A medida que se va acercando la “hora” de Cristo oposición de su pueblo, de “su gente” va aumentando. Y Jesús argumenta sobre la verdad de sus palabras con las mismas palabras de la Sagrada Escritura, recordándoles su autoridad: “¿No está escrito en vuestra ley: “Yo os digo: sois dioses”? Si la Escritura llama dioses a aquellos a quienes vino la palabra de Dios, y no puede fallar la Escritura”. Sin embargo, se resisten ¿Porqué no abren su corazón y su mente ala Sagrada Escritura? En la dureza de nuestro corazón está detrás nuestro pecado, pero no sólo. Es un misterio, misterio de iniquidad, que sin duda es obra de la libertad del hombre, pero que no se termina de entender sin la intervnción de factores que se sitúan más allá de lo humano, donde conciencia, voluntad y sensibilidad están en contacto con las oscuras fuerzas del mal” (cf. San Juan Pablo II, Exhortación “Reconciliación y penitencia”, 14). El Papa Francisco nos recordaba, que no se trata solo de un combate contra el mundo y la mentalidad mundana, que nos engaña, nos atonta y nos vuelve mediocres sin compromiso y sin gozo. Tampoco se reduce a una lucha contra la propia fragilidad y las propias inclinaciones (cada uno tiene la suya: la pereza, la lujuria, la envidia, los celos, y demás). Es también una lucha constante contra el diablo, que es el príncipe del mal. Jesús mismo festeja nuestras victorias. Se alegraba cuando sus discípulos lograban avanzar en el anuncio del Evangelio, superando la oposición del Maligno, y celebraba: «Estaba viendo a Satanás caer del cielo como un rayo» (Lc 10,18)” (Exhortación “Gaudete et exultate” 159)

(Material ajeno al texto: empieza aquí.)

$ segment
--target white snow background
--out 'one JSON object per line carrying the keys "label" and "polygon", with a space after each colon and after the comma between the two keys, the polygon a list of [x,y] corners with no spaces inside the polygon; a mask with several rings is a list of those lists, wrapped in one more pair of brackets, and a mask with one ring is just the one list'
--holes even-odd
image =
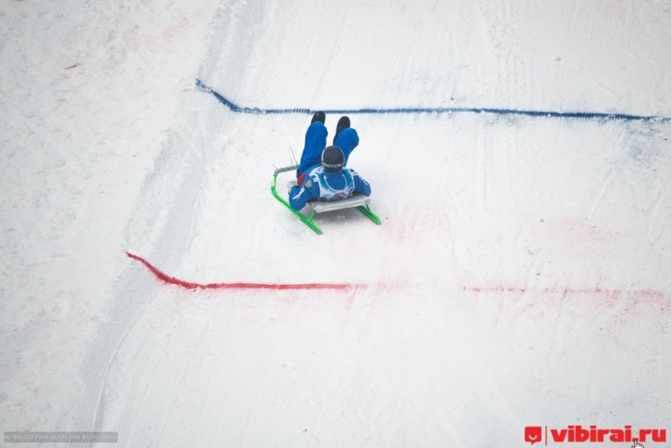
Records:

Estamos muy cerca de conmemorar todo cuanto aconteció: la pasión y muerte en la cruz ¡Y al tercer día la resurrección! Todo según lo ha dispuesto el Padre. Y cada uno de nosotros no somos ajenos a estos acontecimientos. Todos somos protagonistas de esto. Somos causa de ello y también beneficiarios de su entrega. Aprovechemos estos días para meternos en los misterios de la Pasión de nuestro Señor Jesucristo. Tomemos conciencia de los pecados que están provocándola.

La Virgen vivió plenamente el misterio de Cristo, que fue descubriendo cada vez más profundamente gracias a su reflexión personal sobre los acontecimientos de la vida y Pasión de su Hijo. Se esforzaba por penetrar, con su inteligencia y su corazón, el plan divino, para colaborar con él de modo consciente y eficaz (cf. San Juan Pablo II, Audiencia del 30 – VI -1993 4). Que Ella nos haga participar con abundante fruto en la celebración del Triduo Pascual, que este año celebraremos de modo tan singular por la situación que estamos viviendo y nos impide hacerlo juntos.